Le décolorant brise ou agrège les structures stables de colorants et de pigments et déstabilise le système colloïdal que la coagulation ordinaire peut ne pas traiter adéquatement. C'est la première étape critique car tout ce qui suit en dépend.
Le PAM développe ensuite les particules déstabilisées en flocs denses et à sédimentation rapide qui peuvent être séparés proprement par sédimentation, flottation ou filtration.
La fenêtre de pH 6–7 soutient la performance fiable du décolorant et du floculant. La soude caustique peut être utilisée lorsqu'un flux acide nécessite un ajustement de pH vers le haut.
La mesure la plus rentable commence dans l'atelier. Les eaux usées concentrées et diluées doivent être collectées séparément plutôt que mélangées dans un seul réservoir.
L'eau de lavage de pistolet concentrée et les résidus de peinture concentrés nécessitent une chimie plus précise, un dosage plus délibéré et une manipulation dédiée.
L'eau de rinçage diluée des sols et des équipements nécessite généralement beaucoup moins de produits chimiques par tonne lorsqu'elle est maintenue séparée.
L'élimination efficace des résidus de peinture est une condition préalable à un système biologique en aval stable — et à la stabilité de toute l'usine.
Installer une étape efficace d'élimination des résidus de peinture et sélectionner la méthode de séparation en fonction de la forme et de la concentration des solides. Cette protection ne doit jamais être négligée.
La couleur, la concentration, le pH et la charge organique peuvent changer à chaque cycle de production. Une opération à dosage fixe ne peut pas absorber de manière fiable ces variations.

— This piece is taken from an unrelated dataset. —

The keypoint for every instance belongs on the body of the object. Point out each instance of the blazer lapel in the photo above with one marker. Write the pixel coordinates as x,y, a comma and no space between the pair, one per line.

Mesurer l'influent et les étapes clés du procédé afin que les changements soient détectés avant qu'ils n'affectent la qualité du rejet final.
Adapter le dosage du décolorant, du produit chimique d'ajustement du pH et du PAM à la qualité de l'eau mesurée au lieu de s'appuyer sur un réglage fixe.
Gérer délibérément les retours de boues et de surnageant car les charges de recyclage modifient matériellement l'équilibre chimique du train de traitement.
Les eaux usées de peinture à base d'eau sont traitables de manière fiable avec un procédé court et axé sur la chimie : déstabilisation par décolorant plus floculation par PAM maintenue dans la fenêtre de pH neutre 6–7.
Commencer par des tests en flacon sur les eaux usées réelles, confirmer le schéma à l'échelle pilote, et seulement ensuite s'engager dans l'ingénierie à grande échelle — en utilisant le procédé de base et les trois recommandations ci-dessus comme cadre opérationnel.